Now he is learning to die. Griffiths, who is 76, has been diagnosed with Stage 4 metastatic colon cancer. It’s a diagnosis, in all likelihood terminal, that for him has brought forth transcendently positive feelings about existence and what he calls the great mystery of consciousness. “We all know that we’re terminal,” says Griffiths, who since being diagnosed has established an endowment at Johns Hopkins to study psychedelics and their potential for increasing human flourishing. “So I believe that in principle we shouldn’t need this Stage 4 cancer diagnosis to awaken. I’m excited to communicate, to shake the bars and tell people, ‘Come on, let’s wake up!’ ”
...
In spite of that, life has been more beautiful, more wonderful than ever. When I first got that diagnosis, because I work out regularly, I watch my diet, I sleep well, this came out of left field. There was this period in which it felt like I was going to wake up and say, “Boy, that was” — to put it in psychedelic language — “a bummer, a bad dream.” But soon after that I started to contemplate the different psychological states that would be naturally forthcoming with a diagnosis like mine: depression, anxiety, denial, anger, or adopting some belief system of religious outcomes, which as a scientist I was not cut out to do.
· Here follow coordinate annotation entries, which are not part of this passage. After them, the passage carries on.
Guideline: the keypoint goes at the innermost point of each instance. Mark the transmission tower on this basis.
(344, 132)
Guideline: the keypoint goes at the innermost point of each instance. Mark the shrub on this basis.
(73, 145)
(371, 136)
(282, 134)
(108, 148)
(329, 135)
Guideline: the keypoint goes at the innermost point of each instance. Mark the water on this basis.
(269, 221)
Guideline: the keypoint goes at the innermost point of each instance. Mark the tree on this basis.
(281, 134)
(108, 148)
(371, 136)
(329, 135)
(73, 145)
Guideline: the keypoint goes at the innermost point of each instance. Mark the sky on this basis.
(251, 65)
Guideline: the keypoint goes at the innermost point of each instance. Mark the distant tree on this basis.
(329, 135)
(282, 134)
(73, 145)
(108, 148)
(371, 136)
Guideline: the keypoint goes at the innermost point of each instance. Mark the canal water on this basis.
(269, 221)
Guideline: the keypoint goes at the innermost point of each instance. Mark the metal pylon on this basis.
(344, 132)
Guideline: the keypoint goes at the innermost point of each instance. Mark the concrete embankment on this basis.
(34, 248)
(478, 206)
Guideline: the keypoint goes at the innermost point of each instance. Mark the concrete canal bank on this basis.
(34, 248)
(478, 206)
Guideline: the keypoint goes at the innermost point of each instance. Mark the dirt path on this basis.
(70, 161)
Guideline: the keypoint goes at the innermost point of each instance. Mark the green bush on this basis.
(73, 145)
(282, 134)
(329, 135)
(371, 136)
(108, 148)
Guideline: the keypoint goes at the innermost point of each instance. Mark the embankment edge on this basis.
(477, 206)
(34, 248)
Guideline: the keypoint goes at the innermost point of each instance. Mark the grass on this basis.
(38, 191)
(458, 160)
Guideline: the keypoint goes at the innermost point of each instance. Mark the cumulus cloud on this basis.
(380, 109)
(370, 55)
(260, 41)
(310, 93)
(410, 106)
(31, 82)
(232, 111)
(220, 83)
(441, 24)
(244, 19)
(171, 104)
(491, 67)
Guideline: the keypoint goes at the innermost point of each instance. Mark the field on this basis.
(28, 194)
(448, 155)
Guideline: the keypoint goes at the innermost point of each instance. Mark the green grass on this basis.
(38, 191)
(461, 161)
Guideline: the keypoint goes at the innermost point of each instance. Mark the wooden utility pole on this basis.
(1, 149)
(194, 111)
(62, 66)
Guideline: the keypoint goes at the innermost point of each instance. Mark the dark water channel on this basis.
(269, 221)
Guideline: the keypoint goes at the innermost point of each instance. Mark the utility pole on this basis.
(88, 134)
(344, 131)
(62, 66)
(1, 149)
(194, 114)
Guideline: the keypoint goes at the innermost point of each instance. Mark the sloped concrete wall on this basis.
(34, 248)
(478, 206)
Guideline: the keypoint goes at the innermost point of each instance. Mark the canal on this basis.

I went through those, exploring what life would be like if I inhabited those reactions, and I quickly concluded that that was not a wise way to live. I have a long-term meditation practice (Griffiths practices Vipassana meditation) and the focus there is on the nature of mind, of consciousness, and one comes to see that thoughts, emotions, are transient. They’re appearances of mind that you needn’t identify with. That practice — and some experience with psychedelics — was incredibly useful because what I recognized is that the best way to be with this diagnosis was to practice gratitude for the preciousness of our lives. Grasping for the cure wasn’t useful.
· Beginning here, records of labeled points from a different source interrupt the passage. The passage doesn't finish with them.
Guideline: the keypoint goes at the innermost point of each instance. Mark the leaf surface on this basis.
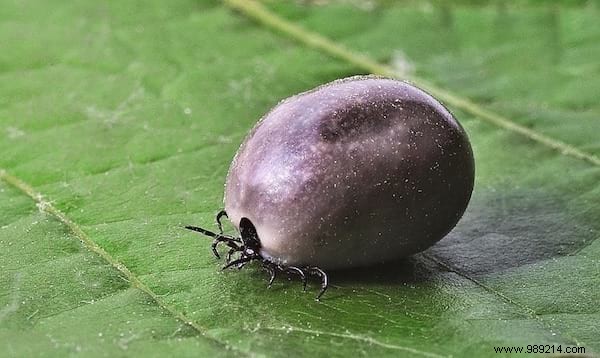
(118, 122)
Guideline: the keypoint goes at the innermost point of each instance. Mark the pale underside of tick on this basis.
(356, 172)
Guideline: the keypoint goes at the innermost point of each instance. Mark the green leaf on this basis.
(118, 122)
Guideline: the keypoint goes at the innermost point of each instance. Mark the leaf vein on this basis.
(262, 15)
(134, 280)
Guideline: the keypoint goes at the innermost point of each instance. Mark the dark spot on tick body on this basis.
(357, 172)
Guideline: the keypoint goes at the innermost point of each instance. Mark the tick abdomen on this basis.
(356, 172)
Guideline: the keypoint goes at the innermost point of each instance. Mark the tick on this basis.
(356, 172)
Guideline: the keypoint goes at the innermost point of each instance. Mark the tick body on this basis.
(356, 172)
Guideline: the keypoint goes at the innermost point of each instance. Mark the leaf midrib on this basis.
(133, 279)
(256, 11)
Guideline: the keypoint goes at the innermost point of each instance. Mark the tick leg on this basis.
(324, 280)
(240, 261)
(231, 252)
(272, 272)
(202, 231)
(294, 269)
(218, 218)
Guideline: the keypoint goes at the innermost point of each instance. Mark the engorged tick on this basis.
(356, 172)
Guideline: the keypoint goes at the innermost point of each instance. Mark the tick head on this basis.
(249, 238)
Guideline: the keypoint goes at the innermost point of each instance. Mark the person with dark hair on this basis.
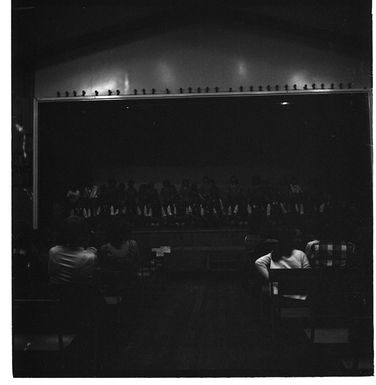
(120, 252)
(283, 256)
(70, 262)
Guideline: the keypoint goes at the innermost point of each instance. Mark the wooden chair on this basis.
(325, 312)
(37, 329)
(285, 283)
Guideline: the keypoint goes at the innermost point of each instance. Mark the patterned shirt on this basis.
(330, 253)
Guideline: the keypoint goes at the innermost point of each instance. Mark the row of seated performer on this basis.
(193, 205)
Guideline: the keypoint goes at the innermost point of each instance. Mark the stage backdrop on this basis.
(324, 140)
(203, 55)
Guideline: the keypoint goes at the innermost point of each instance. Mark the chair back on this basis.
(293, 281)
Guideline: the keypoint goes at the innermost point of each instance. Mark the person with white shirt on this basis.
(283, 256)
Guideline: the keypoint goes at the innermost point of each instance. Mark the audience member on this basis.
(70, 262)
You talk about your cancer almost as if it’s a gift. Does that mean you don’t have regrets about what’s happening? My life has never been better! If I had a regret, it’s that I didn’t wake up as much as I have without a cancer diagnosis. It’s been incredible. There have been so many positive things: my relationship with my children, my grandchildren, my siblings, my wife.
...
So I did a session with a psychedelic4(He used LSD) and went into that explicitly asking a couple of questions. First, asking myself, “Is there something I am not dealing with?” The answer came back: “No, the joy you’re experiencing is great. This is how it should be.” Then I asked a question directly of the cancer. I’m hesitant to talk about it because it’s reifying the cancer as “other,” and I don’t hold that the cancer is some “other” with which I can have a dialogue. But as a metaphor, it’s an interesting way to probe that question. So I asked the cancer: “What are you doing here? What can you tell me about what’s going on?” I got nothing back. Then I wanted to humanize it, and I said: “I really respect you. I talk about you as a blessing. I have had this astonishing sense of well-being and gratitude, despite everything that’s happening, and so I want to thank you. This process, is it going to kill me?” The answer was, “Yes, you will die, but everything is absolutely perfect; there’s meaning and purpose to this that goes beyond your understanding, but how you’re managing that is exactly how you should manage it.” So then I said: “OK, there’s purpose and meaning. I’m not ungrateful for the opportunity, but how about giving me more time?” [Laughs.] I got no response to that. But that’s OK.
How else have psychedelics, both studying them and using them, helped prepare you for death? Our first therapeutic study was in cancer patients. Ironically enough, these were cancer patients who were depressed and anxious because of a life-threatening diagnosis. The findings of that study were profound: A single treatment of psilocybin (Psilocybin is the psychoactive compound found in some mushrooms. After we spoke, Griffiths mailed me a medallion embossed with an image of mushrooms and inscribed with the phrase “May you remain aware of awareness.”)produced large and enduring decreases in depression and anxiety. I’ve had some limited experience with psychedelics since then. But what did that teach me about my diagnosis? We’ve now treated hundreds of participants with psychedelics and before sessions, one of the key things that we teach them is that upon taking a psychedelic, there’s going to be an explosion of interior experiences. What we ask them to do is be with those experiences — be interested and curious. You don’t have to figure anything out. You’re going to have guides, and we’re going to create this safety container around you. But here’s the trick: These are not necessarily feel-good experiences. People can have experiences in which they feel like they come to this beautiful understanding of who they are and what the world is, but people can also have frightening experiences.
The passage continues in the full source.